Windows-Installation und Einschreibung
Einführung
Diese Anleitung bietet eine detaillierte Beschreibung des Prozesses zur Einrichtung eines opsi-Servers, um Windows-Installationen effizient bereitzustellen und die Geräteanmeldung in Relution zu automatisieren. Ziel ist es, einen funktionierenden opsi-Server zu konfigurieren, der über Netboot Windows-Betriebssysteme auf Client-Geräten installieren und diese nahtlos in Relution zur zentralisierten Verwaltung integrieren kann.

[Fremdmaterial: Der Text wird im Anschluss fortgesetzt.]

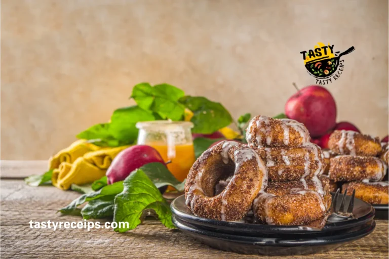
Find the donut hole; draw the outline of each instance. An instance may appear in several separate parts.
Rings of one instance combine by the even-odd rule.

Die Anleitung umfasst alle wesentlichen Schritte, einschließlich der Installation und Konfiguration des opsi-Servers, der Vorbereitung von Windows- und WinPE-Installationsdateien. Darüber hinaus wird der Prozess der automatisierten Relution-Registrierung unter Verwendung lokaler opsi-Produkte erklärt.
Glossar
| Begriff | Erklärung |
|---|---|
| Administrationskonsole | Bezieht sich auf die Benutzeroberfläche, die im opsi-Server enthalten ist und unter https://localhost:4447 läuft. |
| configed | Bezieht sich auf die zusätzliche Java-Anwendung, die auf jedem Gerät ausgeführt werden kann, um sich mit dem opsi-Server zu verbinden. |
| Client-Debug-Konsole | Bezieht sich auf die Benutzeroberfläche des opsi-Agents, die unter https://<opsi-client-IP>:4441 läuft. |
Einrichtung des opsi-Servers
Dieser Abschnitt leitet Sie durch den Prozess der Einrichtung des opsi-Servers und bietet eine detaillierte Anleitung zu den erforderlichen Konfigurationen, Installationsschritten und der Vorbereitung der notwendigen Pakete.
Serverinstallation
Wir empfehlen die Docker-basierte Installation, um den opsi-Server in Linux-Umgebungen einzurichten. Beachten Sie jedoch, dass die Docker-Installation auf Geräten mit macOS aufgrund von Kompatibilitätsproblemen mit dem integrierten TFTP-Server nicht verwendet werden kann. Für macOS-Systeme sollte die vorkonfigurierte VirtualBox verwendet werden.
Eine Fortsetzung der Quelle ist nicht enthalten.